Tafesse, pictured below, fearlessly took decisions in the game with such aplomb. The three Tanzanian players she yellow-carded within 10 minutes during the second half will attest to that.
Interestingly, the recipients accepted the bookings without any qualms to the satisfaction of CAF referees manager Eddy Maillet, who hails from Seychelles.
“The CHAN is the second most senior national team competition in the continent after the Africa Cup of Nations,” he said.
“It is a wonderful platform for Lidya, Bernadettar and Mimisen to prove what they are capable of. They competed with male referees for places at this tournament and now they have made history.”
The 40-year old Tafesse has been on a 20-year journey of refereeing, and continues to rewrite the history books. A few years ago, she became the first ever woman to officiate a men’s top flight game in Ethiopia.
She was also the first ever woman FIFA centre referee in the East African nation.
“I started off in Jimma while still playing basketball. I played football in school but basketball was my first sport.
“I was interested when I met one of the instructors doing some courses and some of us from the basketball team were invited. I liked how he was teaching and I got interested more,” Tafesse told the CAF website.
CAF Deputy General Secretary Anthony Baffoe, pictured below, admitted it was a historic day for African football and one that they are proud of.

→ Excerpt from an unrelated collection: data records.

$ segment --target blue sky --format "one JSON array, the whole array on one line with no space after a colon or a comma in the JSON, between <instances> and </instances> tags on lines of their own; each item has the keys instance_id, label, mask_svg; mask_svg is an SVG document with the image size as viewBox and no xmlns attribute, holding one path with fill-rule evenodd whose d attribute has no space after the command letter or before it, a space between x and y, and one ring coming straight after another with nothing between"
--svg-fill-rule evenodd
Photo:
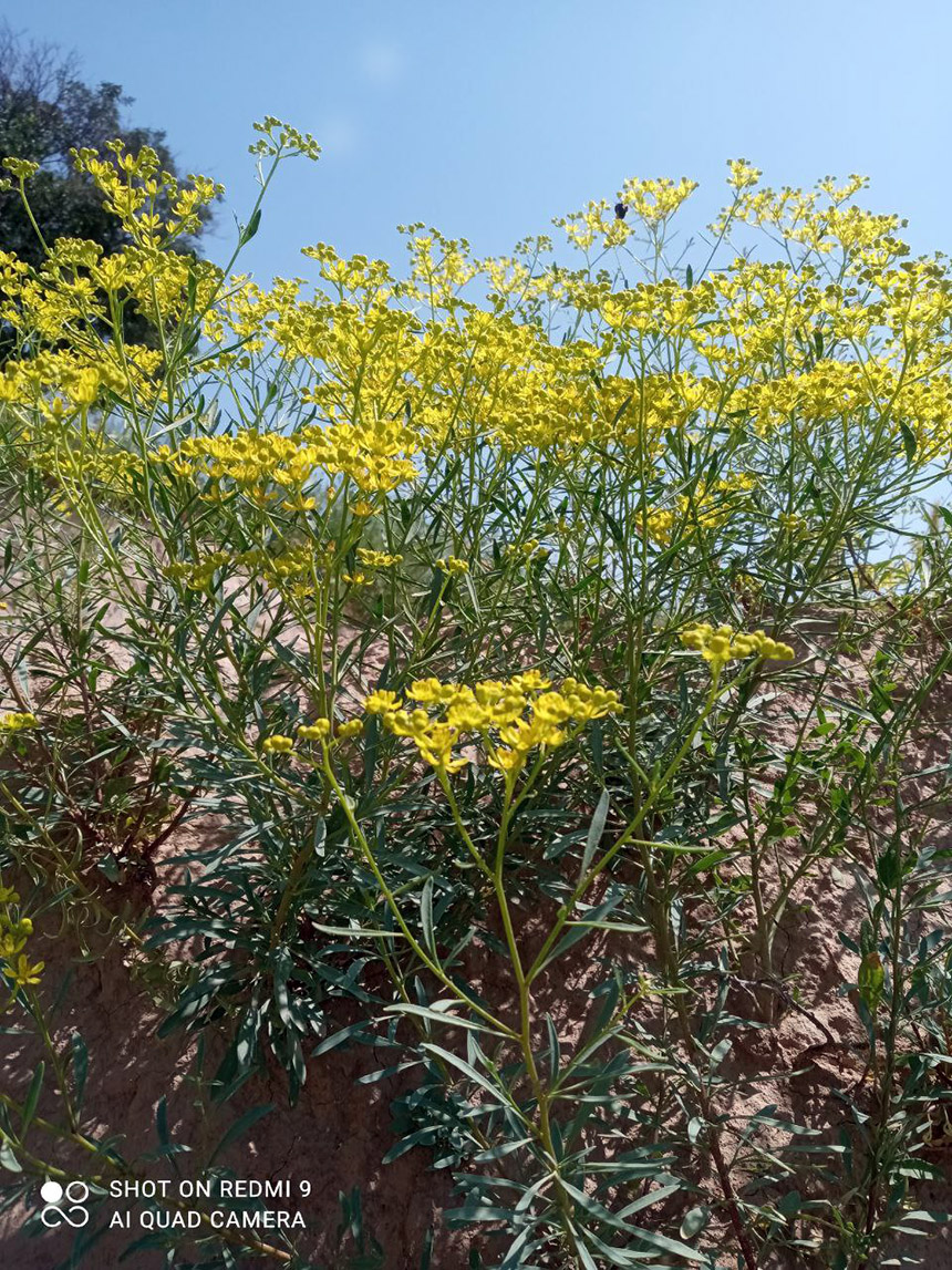
<instances>
[{"instance_id":1,"label":"blue sky","mask_svg":"<svg viewBox=\"0 0 952 1270\"><path fill-rule=\"evenodd\" d=\"M254 198L246 152L265 113L314 132L288 164L245 267L310 273L333 243L401 262L421 220L506 251L628 175L701 182L702 227L725 161L774 184L861 171L916 250L952 254L952 5L947 0L0 0L14 29L74 50L89 80L136 98L184 171L228 198L212 258Z\"/></svg>"}]
</instances>

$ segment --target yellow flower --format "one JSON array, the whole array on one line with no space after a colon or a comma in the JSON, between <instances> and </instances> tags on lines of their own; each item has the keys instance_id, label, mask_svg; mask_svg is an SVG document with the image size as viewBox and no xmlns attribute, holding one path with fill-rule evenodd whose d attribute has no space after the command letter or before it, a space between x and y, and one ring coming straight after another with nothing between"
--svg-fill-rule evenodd
<instances>
[{"instance_id":1,"label":"yellow flower","mask_svg":"<svg viewBox=\"0 0 952 1270\"><path fill-rule=\"evenodd\" d=\"M791 662L796 655L790 644L781 644L762 630L744 634L735 632L731 626L715 629L708 622L698 622L682 631L680 641L684 648L701 653L712 674L720 674L727 662L751 654L779 662Z\"/></svg>"},{"instance_id":2,"label":"yellow flower","mask_svg":"<svg viewBox=\"0 0 952 1270\"><path fill-rule=\"evenodd\" d=\"M27 728L36 726L37 716L33 714L9 711L0 715L0 732L24 732Z\"/></svg>"},{"instance_id":3,"label":"yellow flower","mask_svg":"<svg viewBox=\"0 0 952 1270\"><path fill-rule=\"evenodd\" d=\"M459 560L456 556L442 556L437 560L437 568L449 574L451 578L470 572L470 565L466 560Z\"/></svg>"},{"instance_id":4,"label":"yellow flower","mask_svg":"<svg viewBox=\"0 0 952 1270\"><path fill-rule=\"evenodd\" d=\"M324 740L330 737L330 720L316 719L312 724L298 725L297 735L301 740Z\"/></svg>"},{"instance_id":5,"label":"yellow flower","mask_svg":"<svg viewBox=\"0 0 952 1270\"><path fill-rule=\"evenodd\" d=\"M402 701L388 688L378 688L376 692L371 692L368 697L364 698L363 707L367 714L380 714L388 715L395 710L400 710Z\"/></svg>"}]
</instances>

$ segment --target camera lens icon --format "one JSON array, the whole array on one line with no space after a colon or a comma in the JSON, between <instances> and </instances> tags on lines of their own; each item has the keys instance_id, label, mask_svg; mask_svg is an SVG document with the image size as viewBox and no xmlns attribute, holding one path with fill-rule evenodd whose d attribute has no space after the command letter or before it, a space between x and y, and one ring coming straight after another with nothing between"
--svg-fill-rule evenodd
<instances>
[{"instance_id":1,"label":"camera lens icon","mask_svg":"<svg viewBox=\"0 0 952 1270\"><path fill-rule=\"evenodd\" d=\"M46 1205L41 1209L39 1220L51 1231L58 1226L71 1226L81 1229L89 1220L89 1186L85 1182L67 1182L62 1186L52 1179L39 1187L39 1198Z\"/></svg>"}]
</instances>

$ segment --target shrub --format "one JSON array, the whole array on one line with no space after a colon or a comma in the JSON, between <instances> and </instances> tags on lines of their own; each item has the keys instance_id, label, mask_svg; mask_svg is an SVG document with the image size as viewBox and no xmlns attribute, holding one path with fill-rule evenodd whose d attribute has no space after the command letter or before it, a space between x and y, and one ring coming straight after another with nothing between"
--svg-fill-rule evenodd
<instances>
[{"instance_id":1,"label":"shrub","mask_svg":"<svg viewBox=\"0 0 952 1270\"><path fill-rule=\"evenodd\" d=\"M239 248L317 155L258 131ZM928 1228L952 516L910 511L952 443L946 263L859 178L735 161L678 255L693 184L631 180L566 248L413 225L405 276L319 244L315 287L264 288L174 250L212 182L75 161L132 245L0 257L0 806L36 903L107 931L164 1035L222 1041L215 1104L388 1050L387 1158L454 1171L471 1264L858 1270ZM215 832L183 856L185 824ZM61 1135L127 1170L3 894ZM811 903L825 982L778 954ZM85 1176L28 1143L38 1088L3 1096L19 1186Z\"/></svg>"}]
</instances>

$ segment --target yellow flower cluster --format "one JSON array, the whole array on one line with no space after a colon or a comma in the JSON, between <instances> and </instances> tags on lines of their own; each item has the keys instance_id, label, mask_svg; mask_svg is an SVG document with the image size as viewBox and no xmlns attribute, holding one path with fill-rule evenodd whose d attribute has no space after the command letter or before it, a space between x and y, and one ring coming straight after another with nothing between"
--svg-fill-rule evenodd
<instances>
[{"instance_id":1,"label":"yellow flower cluster","mask_svg":"<svg viewBox=\"0 0 952 1270\"><path fill-rule=\"evenodd\" d=\"M712 674L720 674L727 662L751 654L778 662L790 662L795 657L790 644L781 644L762 630L744 634L732 626L715 627L708 622L698 622L682 631L680 641L684 648L701 653Z\"/></svg>"},{"instance_id":2,"label":"yellow flower cluster","mask_svg":"<svg viewBox=\"0 0 952 1270\"><path fill-rule=\"evenodd\" d=\"M10 710L6 714L0 715L0 735L11 735L17 732L25 732L28 728L37 726L37 716L28 712L22 712L17 710Z\"/></svg>"},{"instance_id":3,"label":"yellow flower cluster","mask_svg":"<svg viewBox=\"0 0 952 1270\"><path fill-rule=\"evenodd\" d=\"M174 453L156 453L178 475L206 479L206 497L239 490L259 505L283 498L292 511L311 511L307 490L319 474L344 475L366 493L396 489L416 476L407 452L414 438L396 423L307 425L292 436L245 428L231 436L188 437Z\"/></svg>"},{"instance_id":4,"label":"yellow flower cluster","mask_svg":"<svg viewBox=\"0 0 952 1270\"><path fill-rule=\"evenodd\" d=\"M302 723L297 729L297 739L305 743L310 742L325 742L331 734L330 719L317 719L312 724ZM343 740L352 740L354 737L359 737L363 732L362 719L349 719L343 723L334 735L334 740L340 743ZM294 748L294 738L284 737L281 733L273 733L261 742L261 749L265 754L289 754Z\"/></svg>"},{"instance_id":5,"label":"yellow flower cluster","mask_svg":"<svg viewBox=\"0 0 952 1270\"><path fill-rule=\"evenodd\" d=\"M43 963L30 965L23 949L33 933L29 917L19 917L14 906L19 895L10 886L0 883L0 974L13 984L14 989L39 983Z\"/></svg>"},{"instance_id":6,"label":"yellow flower cluster","mask_svg":"<svg viewBox=\"0 0 952 1270\"><path fill-rule=\"evenodd\" d=\"M470 565L466 560L461 560L458 556L440 556L437 560L437 568L451 578L458 578L465 573L470 572Z\"/></svg>"},{"instance_id":7,"label":"yellow flower cluster","mask_svg":"<svg viewBox=\"0 0 952 1270\"><path fill-rule=\"evenodd\" d=\"M593 719L621 709L611 690L569 678L551 691L537 671L473 686L418 679L406 697L411 707L380 690L366 698L364 710L378 715L395 737L413 740L424 762L444 775L466 766L468 759L454 747L467 740L480 740L493 767L515 775L533 751L562 745Z\"/></svg>"}]
</instances>

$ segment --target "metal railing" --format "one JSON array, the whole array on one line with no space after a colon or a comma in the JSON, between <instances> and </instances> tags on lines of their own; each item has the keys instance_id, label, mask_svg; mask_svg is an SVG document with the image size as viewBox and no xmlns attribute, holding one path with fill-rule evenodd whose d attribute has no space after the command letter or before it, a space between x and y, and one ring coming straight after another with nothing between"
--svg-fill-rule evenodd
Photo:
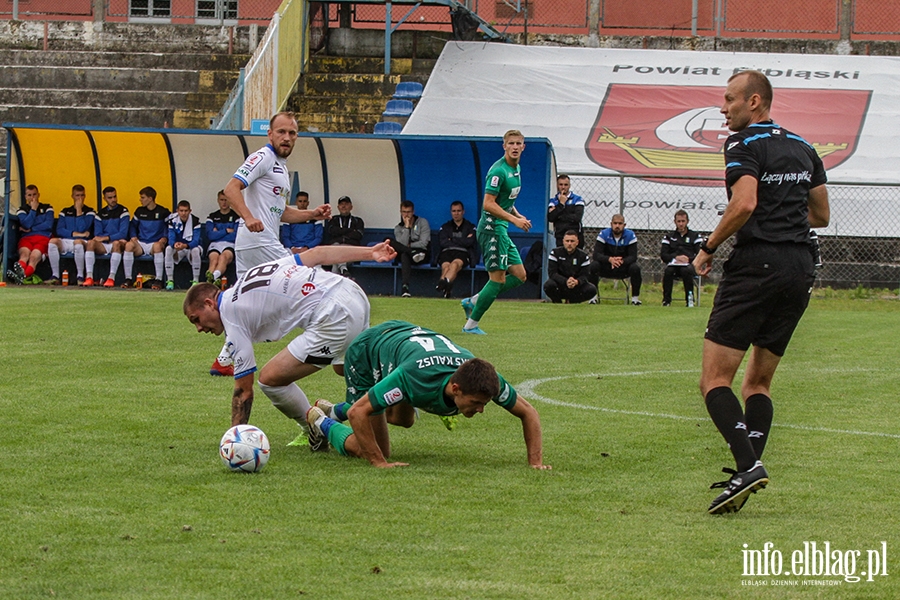
<instances>
[{"instance_id":1,"label":"metal railing","mask_svg":"<svg viewBox=\"0 0 900 600\"><path fill-rule=\"evenodd\" d=\"M674 229L674 214L687 211L689 227L711 232L727 199L724 182L716 179L647 178L633 175L568 173L572 191L585 200L585 245L593 248L601 229L619 213L638 232L641 266L660 278L660 243ZM675 185L676 182L689 185ZM701 185L702 184L702 185ZM831 222L817 229L822 261L817 285L896 289L900 285L900 185L828 183ZM723 256L730 251L724 244ZM714 263L712 281L721 276L722 260Z\"/></svg>"}]
</instances>

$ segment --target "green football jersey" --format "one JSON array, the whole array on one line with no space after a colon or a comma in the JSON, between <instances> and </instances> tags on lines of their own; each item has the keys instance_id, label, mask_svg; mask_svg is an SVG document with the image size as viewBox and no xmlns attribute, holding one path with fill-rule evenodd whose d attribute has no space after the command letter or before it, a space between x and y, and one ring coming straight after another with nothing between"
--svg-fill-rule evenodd
<instances>
[{"instance_id":1,"label":"green football jersey","mask_svg":"<svg viewBox=\"0 0 900 600\"><path fill-rule=\"evenodd\" d=\"M512 212L522 189L522 172L518 165L509 166L506 157L501 158L490 168L484 182L484 193L497 196L497 204L506 212ZM481 211L478 220L478 231L496 230L498 227L509 227L509 221L500 219L486 210Z\"/></svg>"},{"instance_id":2,"label":"green football jersey","mask_svg":"<svg viewBox=\"0 0 900 600\"><path fill-rule=\"evenodd\" d=\"M449 338L405 321L387 321L360 334L344 362L347 402L368 393L376 413L398 402L436 415L455 415L444 396L450 376L474 355ZM498 374L500 394L493 401L510 410L516 391Z\"/></svg>"}]
</instances>

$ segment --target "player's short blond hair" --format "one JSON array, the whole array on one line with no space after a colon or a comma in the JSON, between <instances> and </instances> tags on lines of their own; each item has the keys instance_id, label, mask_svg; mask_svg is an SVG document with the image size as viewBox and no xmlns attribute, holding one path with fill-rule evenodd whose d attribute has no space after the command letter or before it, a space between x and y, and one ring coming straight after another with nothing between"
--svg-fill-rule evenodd
<instances>
[{"instance_id":1,"label":"player's short blond hair","mask_svg":"<svg viewBox=\"0 0 900 600\"><path fill-rule=\"evenodd\" d=\"M506 140L508 140L511 137L520 137L523 140L525 139L525 136L522 135L521 131L519 131L518 129L510 129L509 131L507 131L506 133L503 134L503 143L505 144Z\"/></svg>"}]
</instances>

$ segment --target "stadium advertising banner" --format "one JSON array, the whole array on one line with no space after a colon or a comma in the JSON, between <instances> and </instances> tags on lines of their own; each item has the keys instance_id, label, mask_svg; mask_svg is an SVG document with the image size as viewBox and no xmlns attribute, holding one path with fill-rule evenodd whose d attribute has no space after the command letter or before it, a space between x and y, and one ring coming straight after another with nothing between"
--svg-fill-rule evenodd
<instances>
[{"instance_id":1,"label":"stadium advertising banner","mask_svg":"<svg viewBox=\"0 0 900 600\"><path fill-rule=\"evenodd\" d=\"M547 137L559 172L644 178L628 221L669 229L675 207L708 216L725 207L729 131L719 108L728 78L747 68L768 75L773 120L816 148L829 181L900 184L900 60L891 57L451 43L403 133ZM618 207L618 198L585 199ZM585 224L606 226L608 213L588 211ZM856 231L843 234L900 235L846 190L832 194L832 214L852 215Z\"/></svg>"}]
</instances>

“CAF is really committed to the development of the women’s game and giving them equal opportunities. The presence of female referees at male competitions is positive for their development as it gives them exposure by officiating competitive games,” Baffoe said .
Maillet revealed that they launched this ground-breaking initiative during the Under 17 AFCON in Tanzania in April 2019 and the outcome was inspiring.
The same year in November, during the Under 23 AFCON in Egypt, female referees were thrust into the spotlight again and they did not disappoint.
The female refereeing duo of Fathia Jermouni and Salma Mukansanga, pictured with a ball, impressively took part in the third-place match.
South Africa’s Akhona Makhalima, a FIFA accredited referee, who often officiates in her country’s DStv Premiership matches, will draw inspiration from Tafesse.
“I want to excel in my country so that I go on to excel in the region, then the rest of Africa and the world. I want to see myself refereeing in the men’s world cup. The one time I said this they said ‘she is daydreaming, but I say anything is possible,” she told FARPost.
Surely, Tafesse and her two assistants have proven it is all possible.